I remember green mangoes fresh and
Salty fetched down from the two-storey tree
By my neighbours’ laughing ayah, as young then
As I am now. She whacked at them,
Plump green teardrops, with a bamboo pole
And we kids scrambled down to pick
The mangoes off the ground, (they were hard as pebbles)
To eat them at the living-room table
With a snowfall of salt, biting sour
Not too many, for our mild baby stomachs
Watching them so steady and curved like cheekbones
Twist and dangle and finally fall
At the hands of Saroj.
I saw them again
So many years later, yesterday, at the end
Of this tenure, out a white-framed window
Giving over manicured grounds
Sitting sleepy (slow-hearted, friendly
Supine sleepy, words drifting and laughter magnified)

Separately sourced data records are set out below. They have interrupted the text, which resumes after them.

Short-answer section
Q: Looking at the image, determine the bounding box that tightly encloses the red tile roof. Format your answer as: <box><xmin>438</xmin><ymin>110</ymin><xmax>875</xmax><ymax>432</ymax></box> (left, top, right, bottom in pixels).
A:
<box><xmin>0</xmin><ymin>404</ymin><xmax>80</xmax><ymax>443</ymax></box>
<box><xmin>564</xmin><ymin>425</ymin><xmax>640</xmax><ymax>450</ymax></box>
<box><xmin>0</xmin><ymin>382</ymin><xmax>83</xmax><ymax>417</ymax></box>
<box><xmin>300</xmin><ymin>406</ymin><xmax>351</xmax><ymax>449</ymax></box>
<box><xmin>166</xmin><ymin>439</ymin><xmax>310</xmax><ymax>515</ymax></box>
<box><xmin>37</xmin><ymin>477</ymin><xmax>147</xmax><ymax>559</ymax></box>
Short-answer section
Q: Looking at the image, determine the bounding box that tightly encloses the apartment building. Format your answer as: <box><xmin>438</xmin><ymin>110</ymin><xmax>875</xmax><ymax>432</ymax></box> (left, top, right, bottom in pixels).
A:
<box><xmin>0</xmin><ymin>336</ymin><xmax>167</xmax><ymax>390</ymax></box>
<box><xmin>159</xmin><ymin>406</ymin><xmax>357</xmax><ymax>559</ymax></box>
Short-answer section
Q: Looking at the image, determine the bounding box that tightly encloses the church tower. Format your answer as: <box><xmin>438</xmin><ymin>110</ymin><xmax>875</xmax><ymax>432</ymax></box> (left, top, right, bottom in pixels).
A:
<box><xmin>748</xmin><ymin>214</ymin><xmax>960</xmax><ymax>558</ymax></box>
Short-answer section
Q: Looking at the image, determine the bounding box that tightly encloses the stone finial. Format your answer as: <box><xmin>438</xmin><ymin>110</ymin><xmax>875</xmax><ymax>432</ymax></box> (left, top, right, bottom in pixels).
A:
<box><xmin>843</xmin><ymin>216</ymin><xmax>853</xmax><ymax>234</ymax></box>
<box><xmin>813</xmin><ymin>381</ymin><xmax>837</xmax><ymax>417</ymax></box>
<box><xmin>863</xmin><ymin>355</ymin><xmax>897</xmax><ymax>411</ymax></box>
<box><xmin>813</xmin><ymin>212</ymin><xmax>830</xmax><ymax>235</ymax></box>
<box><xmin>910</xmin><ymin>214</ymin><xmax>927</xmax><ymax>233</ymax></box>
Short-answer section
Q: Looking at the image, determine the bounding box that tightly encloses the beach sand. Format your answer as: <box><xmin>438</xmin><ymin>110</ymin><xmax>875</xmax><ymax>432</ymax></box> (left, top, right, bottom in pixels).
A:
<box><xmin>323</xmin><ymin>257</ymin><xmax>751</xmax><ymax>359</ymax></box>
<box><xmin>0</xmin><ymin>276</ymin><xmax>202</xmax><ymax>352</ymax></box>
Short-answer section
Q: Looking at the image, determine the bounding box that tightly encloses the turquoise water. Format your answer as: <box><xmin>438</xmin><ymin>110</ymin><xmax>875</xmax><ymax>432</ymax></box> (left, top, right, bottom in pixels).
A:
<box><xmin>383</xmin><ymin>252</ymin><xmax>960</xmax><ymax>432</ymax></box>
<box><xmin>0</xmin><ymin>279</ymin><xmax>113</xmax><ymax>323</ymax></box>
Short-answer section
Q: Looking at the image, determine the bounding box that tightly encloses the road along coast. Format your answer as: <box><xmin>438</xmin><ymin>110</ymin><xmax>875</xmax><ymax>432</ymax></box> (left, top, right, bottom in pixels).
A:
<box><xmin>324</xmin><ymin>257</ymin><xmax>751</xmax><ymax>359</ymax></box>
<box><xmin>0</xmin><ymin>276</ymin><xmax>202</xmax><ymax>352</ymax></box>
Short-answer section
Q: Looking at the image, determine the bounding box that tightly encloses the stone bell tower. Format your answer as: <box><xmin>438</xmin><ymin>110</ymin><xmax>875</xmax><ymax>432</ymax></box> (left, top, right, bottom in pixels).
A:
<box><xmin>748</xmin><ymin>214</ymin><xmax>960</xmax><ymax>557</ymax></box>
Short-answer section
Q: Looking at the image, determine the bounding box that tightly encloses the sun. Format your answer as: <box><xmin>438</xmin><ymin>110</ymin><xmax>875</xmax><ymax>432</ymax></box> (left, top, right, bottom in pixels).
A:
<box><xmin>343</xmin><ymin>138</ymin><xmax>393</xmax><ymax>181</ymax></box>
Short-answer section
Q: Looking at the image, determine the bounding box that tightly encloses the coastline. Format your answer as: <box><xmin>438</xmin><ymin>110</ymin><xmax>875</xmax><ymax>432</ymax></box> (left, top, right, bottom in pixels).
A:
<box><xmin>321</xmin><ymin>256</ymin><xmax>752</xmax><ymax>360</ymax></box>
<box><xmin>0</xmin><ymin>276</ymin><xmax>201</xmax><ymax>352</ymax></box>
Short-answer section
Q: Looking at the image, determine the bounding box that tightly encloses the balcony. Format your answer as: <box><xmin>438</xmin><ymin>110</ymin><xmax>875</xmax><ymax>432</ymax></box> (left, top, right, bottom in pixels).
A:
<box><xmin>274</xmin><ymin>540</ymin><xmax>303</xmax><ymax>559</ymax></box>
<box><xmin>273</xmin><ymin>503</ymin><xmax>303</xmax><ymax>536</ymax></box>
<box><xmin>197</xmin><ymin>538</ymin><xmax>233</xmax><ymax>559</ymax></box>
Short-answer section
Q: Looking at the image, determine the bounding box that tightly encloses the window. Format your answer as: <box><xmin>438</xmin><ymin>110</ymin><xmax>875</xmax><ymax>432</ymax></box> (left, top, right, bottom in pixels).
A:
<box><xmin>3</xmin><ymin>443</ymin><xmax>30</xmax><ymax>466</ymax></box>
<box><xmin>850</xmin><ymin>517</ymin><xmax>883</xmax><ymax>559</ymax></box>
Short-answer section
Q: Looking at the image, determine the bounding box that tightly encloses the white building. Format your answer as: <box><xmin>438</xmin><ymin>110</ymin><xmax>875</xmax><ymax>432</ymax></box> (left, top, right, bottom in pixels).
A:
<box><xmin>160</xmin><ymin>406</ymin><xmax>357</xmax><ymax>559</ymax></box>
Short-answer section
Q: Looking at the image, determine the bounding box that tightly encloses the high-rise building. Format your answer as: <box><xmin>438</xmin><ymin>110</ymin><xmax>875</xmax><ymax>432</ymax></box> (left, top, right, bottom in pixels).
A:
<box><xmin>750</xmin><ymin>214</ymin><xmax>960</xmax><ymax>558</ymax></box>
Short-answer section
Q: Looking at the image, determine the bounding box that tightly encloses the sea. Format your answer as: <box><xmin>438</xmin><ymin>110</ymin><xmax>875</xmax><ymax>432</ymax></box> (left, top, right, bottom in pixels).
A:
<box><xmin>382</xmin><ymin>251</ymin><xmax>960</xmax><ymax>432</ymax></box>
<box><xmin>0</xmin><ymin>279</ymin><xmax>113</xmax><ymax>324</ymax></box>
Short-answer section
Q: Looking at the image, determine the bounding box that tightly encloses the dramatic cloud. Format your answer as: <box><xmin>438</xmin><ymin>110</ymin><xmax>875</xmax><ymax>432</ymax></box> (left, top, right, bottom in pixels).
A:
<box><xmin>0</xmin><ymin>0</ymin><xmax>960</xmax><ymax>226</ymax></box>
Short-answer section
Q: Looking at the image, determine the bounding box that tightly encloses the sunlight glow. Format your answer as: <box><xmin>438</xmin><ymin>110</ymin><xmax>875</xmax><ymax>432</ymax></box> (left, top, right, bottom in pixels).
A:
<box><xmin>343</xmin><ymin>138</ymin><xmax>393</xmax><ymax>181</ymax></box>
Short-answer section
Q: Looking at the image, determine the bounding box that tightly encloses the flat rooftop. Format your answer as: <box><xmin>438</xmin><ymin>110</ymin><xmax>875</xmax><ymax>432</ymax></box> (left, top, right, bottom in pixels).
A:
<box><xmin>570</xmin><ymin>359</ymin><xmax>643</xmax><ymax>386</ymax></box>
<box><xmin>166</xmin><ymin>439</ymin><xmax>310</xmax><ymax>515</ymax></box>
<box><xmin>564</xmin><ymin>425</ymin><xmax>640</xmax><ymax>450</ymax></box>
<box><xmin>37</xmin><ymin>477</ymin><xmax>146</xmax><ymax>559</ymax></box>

At her desk “Did you know you have a
Mango tree outside?” I asked, as though the one
Who rides in air-conditioned cars, whose palms
Have never known the stain of henna could not
“Come in the fall, when they’re ripe, and
You can have some!” she replied
When they’re swollen up with sunrise
Mimicking pink to the underside, warmly yearning
Captured summers, straining for manifestation as
We worship the aquamarine and the blistering May sun
Our ways are paved.
We were unripe once, you know
Eating the white fruit and green husk
Laughing like children, in the hot drift of chlorine
Cloistered by the teeming trees.

Beth Erwin

Beth Erwin is 19 years old and currently in her first year at Durham University, where her interests include marvelling at supermarkets and quiet cobbled streets after having lived half her life in India. She is inspired by the strange, diverse expatriate world she grew up in and loves all kinds of fresh fruit, including pomegranates.